# Prerequisites before starting Mathematics for Data Science

Machine learning models need vector calculus, probability, and optimisation, like the ingredients of a delicious meal. Applied machine learning is essentially about combining these mathematical ingredients in clever ways to create useful (delicious?) models.

# SETS

Sets are one of the most fundamental concepts in mathematics. They are so fundamental that they are not defined in terms of anything else. On the contrary, other branches of mathematics are defined in terms of sets, including linear algebra. Put simply, sets are well-defined collections of objects. Such objects are called elements or members of the set. The players of a cricket team, a list of student marks in a class, and the IPL teams are all examples of sets. The captain of the cricket team, the first student in the marks list, and Mumbai Indians team are all examples of “members” or “elements” of their corresponding sets. We denote a set with an upper case italic letter as A. In the context of linear algebra, we say that a line is a set of points, and the set of all lines in the plane is a set of sets. Similarly, we can say that vectors are sets of points, and matrices sets of vectors.

# BELONGING AND INCLUSION

We build sets using the notion of belonging. We denote that a belongs (or is an element or member of) to A with the Greek letter epsilon as:

a ∈ A

Another important idea is inclusion, which allow us to build subsets. Consider sets A and B. When every element of A is an element of B, we say that A is a subset of B, or that B includes A. The notation is:

A ⊂ B or B ⊃ A

Belonging and inclusion are derived from axiom of extension: two sets are equal if and only if they have the same elements. This axiom may sound trivially obvious but is necessary to make belonging and inclusion rigorous.

# SET SPECIFICATION

In general, anything we assert about the elements of a set results in generating a subset. In other words, asserting things about sets is a way to manufacture subsets. Take as an example the set of all dogs, that I’ll denote as D. I can assert now “d is black”. Such an assertion is true for some members of the set of all dogs and false for others. Hence, such a sentence, evaluated for all member of D, generates a subset: the set of all black dogs. This is denoted as:

B={ d ∈ D : d is black }

or

B={ d ∈ D| d is black }

The colon (::) or vertical bar (||) read as “such that”. Therefore, we can read the above expression as: all elements of d in D such that d is black. And that’s how we obtain the set B from A.
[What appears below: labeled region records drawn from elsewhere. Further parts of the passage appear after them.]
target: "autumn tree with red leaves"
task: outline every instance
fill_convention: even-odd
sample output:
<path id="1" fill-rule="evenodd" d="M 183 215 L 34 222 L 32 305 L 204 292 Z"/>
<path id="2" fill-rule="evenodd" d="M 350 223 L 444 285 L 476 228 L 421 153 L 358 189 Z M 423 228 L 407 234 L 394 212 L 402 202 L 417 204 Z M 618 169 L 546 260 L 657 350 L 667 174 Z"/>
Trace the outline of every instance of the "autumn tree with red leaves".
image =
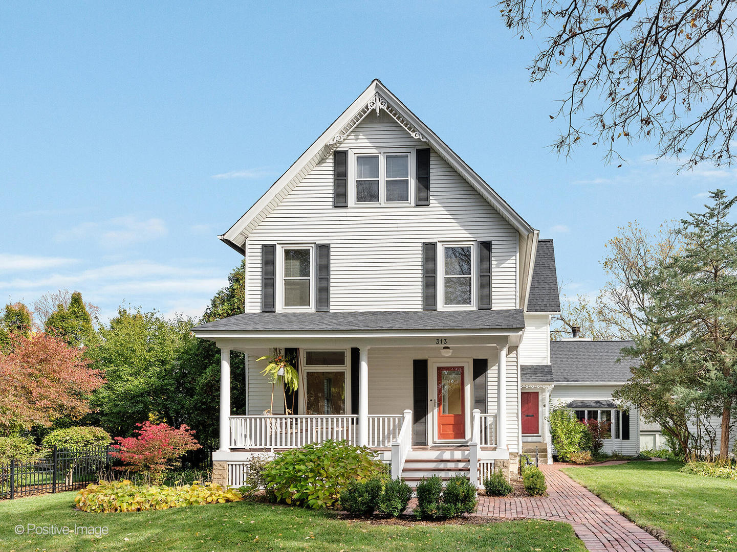
<path id="1" fill-rule="evenodd" d="M 10 341 L 8 354 L 0 355 L 0 435 L 89 411 L 88 395 L 105 381 L 83 349 L 43 333 L 14 333 Z"/>

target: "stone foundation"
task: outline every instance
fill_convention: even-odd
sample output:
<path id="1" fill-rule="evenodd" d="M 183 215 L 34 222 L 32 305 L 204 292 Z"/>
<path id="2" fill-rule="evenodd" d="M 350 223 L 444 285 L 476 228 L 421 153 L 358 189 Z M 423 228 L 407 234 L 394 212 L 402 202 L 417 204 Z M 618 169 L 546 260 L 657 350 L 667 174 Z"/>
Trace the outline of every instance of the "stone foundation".
<path id="1" fill-rule="evenodd" d="M 212 462 L 212 482 L 223 486 L 228 486 L 228 462 L 224 460 Z"/>

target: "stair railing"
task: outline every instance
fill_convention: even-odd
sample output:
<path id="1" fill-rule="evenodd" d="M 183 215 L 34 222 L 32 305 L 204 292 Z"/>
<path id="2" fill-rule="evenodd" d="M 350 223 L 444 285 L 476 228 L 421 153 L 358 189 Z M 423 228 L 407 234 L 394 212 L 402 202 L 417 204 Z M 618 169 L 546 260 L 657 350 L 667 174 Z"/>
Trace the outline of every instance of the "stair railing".
<path id="1" fill-rule="evenodd" d="M 412 411 L 405 410 L 397 440 L 391 443 L 391 478 L 402 477 L 405 461 L 412 449 Z"/>
<path id="2" fill-rule="evenodd" d="M 478 408 L 474 408 L 471 417 L 471 441 L 468 444 L 469 478 L 477 489 L 481 489 L 481 481 L 478 480 L 478 449 L 481 446 L 479 440 L 481 429 L 481 411 Z"/>

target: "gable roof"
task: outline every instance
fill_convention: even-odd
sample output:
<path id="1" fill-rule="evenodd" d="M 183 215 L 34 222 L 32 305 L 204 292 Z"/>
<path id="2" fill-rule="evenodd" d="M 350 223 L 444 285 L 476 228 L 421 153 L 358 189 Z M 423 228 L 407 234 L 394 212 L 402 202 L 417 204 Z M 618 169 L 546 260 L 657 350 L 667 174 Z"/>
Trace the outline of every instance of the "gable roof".
<path id="1" fill-rule="evenodd" d="M 594 342 L 587 339 L 551 342 L 553 381 L 558 383 L 622 383 L 629 379 L 636 359 L 626 358 L 622 349 L 634 342 Z M 617 360 L 621 358 L 618 362 Z"/>
<path id="2" fill-rule="evenodd" d="M 520 233 L 535 232 L 491 186 L 402 104 L 384 85 L 374 79 L 321 136 L 230 229 L 218 238 L 239 252 L 248 234 L 302 178 L 345 139 L 371 110 L 384 110 L 417 140 L 426 142 L 468 182 Z"/>
<path id="3" fill-rule="evenodd" d="M 560 312 L 558 275 L 555 269 L 553 240 L 538 240 L 535 267 L 530 283 L 527 312 Z"/>

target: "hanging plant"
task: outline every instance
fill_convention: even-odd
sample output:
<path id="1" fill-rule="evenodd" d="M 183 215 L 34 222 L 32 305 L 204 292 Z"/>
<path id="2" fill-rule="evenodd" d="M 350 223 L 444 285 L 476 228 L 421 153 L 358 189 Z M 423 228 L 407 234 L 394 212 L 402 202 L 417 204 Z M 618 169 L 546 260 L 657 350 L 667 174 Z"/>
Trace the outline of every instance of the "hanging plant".
<path id="1" fill-rule="evenodd" d="M 260 358 L 256 358 L 256 361 L 268 360 L 269 363 L 266 367 L 261 371 L 261 375 L 268 378 L 271 382 L 271 406 L 270 411 L 274 406 L 274 387 L 277 383 L 283 383 L 284 391 L 284 413 L 287 411 L 287 391 L 293 393 L 299 386 L 299 376 L 297 370 L 287 361 L 281 349 L 274 349 L 271 355 L 265 355 Z"/>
Set generation, as defined before, depends on the axiom of specification: to every set A and to every condition S(x) there corresponds a set B whose elements are exactly those elements a∈A for which S(x) holds.

A condition S(x) is any sentence or assertion about elements of A. Valid sentences are either of belonging or equality. When we combine belonging and equality assertions with logic operators (not, if, and or, etc), we can build any legal set.

# ORDERED PAIRS

Pairs of sets come in two flavors: unordered and ordered. We care about pairs of sets as we need them to define a notion of relations and functions (from here I’ll denote sets with lower-case for convenience, but keep in mind we’re still talking about sets).
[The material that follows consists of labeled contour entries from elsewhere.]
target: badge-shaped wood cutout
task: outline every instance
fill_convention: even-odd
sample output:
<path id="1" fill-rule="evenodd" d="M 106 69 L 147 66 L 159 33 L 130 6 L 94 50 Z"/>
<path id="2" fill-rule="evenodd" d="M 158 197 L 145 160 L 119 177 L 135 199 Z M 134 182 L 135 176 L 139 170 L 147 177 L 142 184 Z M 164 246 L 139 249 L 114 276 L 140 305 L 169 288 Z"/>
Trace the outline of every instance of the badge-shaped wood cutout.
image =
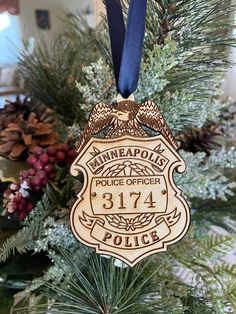
<path id="1" fill-rule="evenodd" d="M 160 135 L 148 137 L 144 128 Z M 106 137 L 93 135 L 108 128 Z M 84 186 L 71 211 L 76 238 L 129 266 L 167 250 L 187 232 L 190 213 L 173 171 L 185 171 L 177 144 L 153 102 L 97 104 L 71 174 Z"/>

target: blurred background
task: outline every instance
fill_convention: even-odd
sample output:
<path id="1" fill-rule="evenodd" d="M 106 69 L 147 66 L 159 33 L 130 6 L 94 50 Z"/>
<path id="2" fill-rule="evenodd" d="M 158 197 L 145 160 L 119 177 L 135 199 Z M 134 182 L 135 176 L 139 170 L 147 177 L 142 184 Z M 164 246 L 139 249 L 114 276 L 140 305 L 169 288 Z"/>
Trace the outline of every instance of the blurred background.
<path id="1" fill-rule="evenodd" d="M 66 12 L 81 15 L 94 28 L 104 6 L 100 0 L 0 1 L 0 107 L 5 98 L 12 99 L 23 88 L 15 67 L 20 51 L 25 48 L 22 39 L 29 41 L 29 49 L 42 38 L 50 45 L 55 34 L 63 30 Z"/>

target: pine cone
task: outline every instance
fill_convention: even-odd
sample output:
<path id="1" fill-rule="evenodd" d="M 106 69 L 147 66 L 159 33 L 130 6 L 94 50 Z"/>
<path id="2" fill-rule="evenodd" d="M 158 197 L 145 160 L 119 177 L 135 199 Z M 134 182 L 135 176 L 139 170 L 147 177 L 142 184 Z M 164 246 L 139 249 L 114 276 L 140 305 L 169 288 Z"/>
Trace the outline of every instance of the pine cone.
<path id="1" fill-rule="evenodd" d="M 54 132 L 51 123 L 45 123 L 37 118 L 36 113 L 30 113 L 25 119 L 20 114 L 16 121 L 8 124 L 0 134 L 0 155 L 11 160 L 27 158 L 35 146 L 47 147 L 57 143 L 58 134 Z"/>
<path id="2" fill-rule="evenodd" d="M 201 129 L 194 128 L 179 134 L 176 136 L 176 140 L 180 142 L 181 149 L 192 153 L 205 152 L 209 156 L 212 149 L 221 146 L 219 137 L 222 136 L 223 133 L 219 125 L 208 124 Z"/>

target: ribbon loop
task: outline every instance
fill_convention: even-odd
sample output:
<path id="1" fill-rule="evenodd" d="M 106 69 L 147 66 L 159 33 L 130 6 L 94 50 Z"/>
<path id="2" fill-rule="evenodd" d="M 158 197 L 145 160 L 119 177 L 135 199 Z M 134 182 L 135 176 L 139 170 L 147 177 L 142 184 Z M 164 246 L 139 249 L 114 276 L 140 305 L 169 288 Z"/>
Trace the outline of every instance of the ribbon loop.
<path id="1" fill-rule="evenodd" d="M 127 27 L 120 0 L 106 0 L 117 92 L 128 98 L 137 88 L 146 20 L 146 0 L 131 0 Z"/>

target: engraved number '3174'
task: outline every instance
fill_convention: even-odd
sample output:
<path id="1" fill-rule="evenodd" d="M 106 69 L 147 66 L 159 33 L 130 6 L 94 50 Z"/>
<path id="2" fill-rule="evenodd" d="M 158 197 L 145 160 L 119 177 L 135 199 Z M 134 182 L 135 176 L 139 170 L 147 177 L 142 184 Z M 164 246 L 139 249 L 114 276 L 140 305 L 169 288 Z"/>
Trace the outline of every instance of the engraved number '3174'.
<path id="1" fill-rule="evenodd" d="M 139 199 L 142 195 L 142 192 L 130 192 L 129 197 L 133 201 L 133 208 L 136 209 L 138 207 Z M 105 203 L 103 203 L 102 207 L 104 209 L 112 209 L 114 206 L 114 198 L 112 193 L 103 193 L 102 198 L 105 199 Z M 125 206 L 125 198 L 124 198 L 124 193 L 121 192 L 118 194 L 118 209 L 126 209 L 127 207 Z M 143 201 L 144 204 L 147 205 L 147 208 L 155 208 L 156 202 L 153 200 L 153 194 L 150 192 L 146 199 Z"/>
Consider a pair of sets x and y. An unordered pair is a set whose elements are x,y and (x,y)=(y,x). Therefore, presentation order does not matter, the set is the same.

In machine learning, we usually do care about presentation order. For this, we need to define an ordered pair (I’ll introduce this at an intuitive level, to avoid to introduce too many new concepts). An ordered pair is denoted as (x,y), with x as the first coordinate and y as the second coordinate. A valid ordered pair has the property that (x,y)≠(y,x).

# RELATIONS

From ordered pairs, we can derive the idea of relations among sets or between elements and sets. Relations can be binary, ternary or N-ary. Here we are just concerned with binary relationships. In set theory, relations are defined as sets of ordered pairs, and denoted as R. Hence, we can express the relation between x and y as:

x R y

Further, for any z∈R, there exist x and y such that z=(x,y).

From the definition of R, we can obtain the notions of domain and range. The domain is a set defined as:

dom R={x: for some y (x R y)}

This reads as: the values of x such that for at least one element of y, x has a relation with y.

The range is a set defined as:

ran R={y: for some x (x R y)}

This reads: the set formed by the values of y such that at least one element of x, x has a relation with y.

# FUNCTIONS

Consider a pair of sets X and Y. We say that a function from X to Y is a relation such that:

dom f= X and

such that for each x ∈ X there is a unique element of y ∈ Y with (x,y) ∈ f.

A function “transform” or “maps” or “sends” x onto y, and for each “argument” x there is a unique value y that f “assumes” or “takes”.

We typically denote a relation or function or transformation or mapping from X onto Y as:

f : X→Y

or

f(x) = y

The simple way to see the effect of this definition of a function is with a chart. In Fig. 1, the left-pane shows a valid function, i.e., each value f(x) maps uniquely onto one value of y. The right-pane is not a function, since each value f(x) maps onto multiple values of y. This is also called the vertical line test.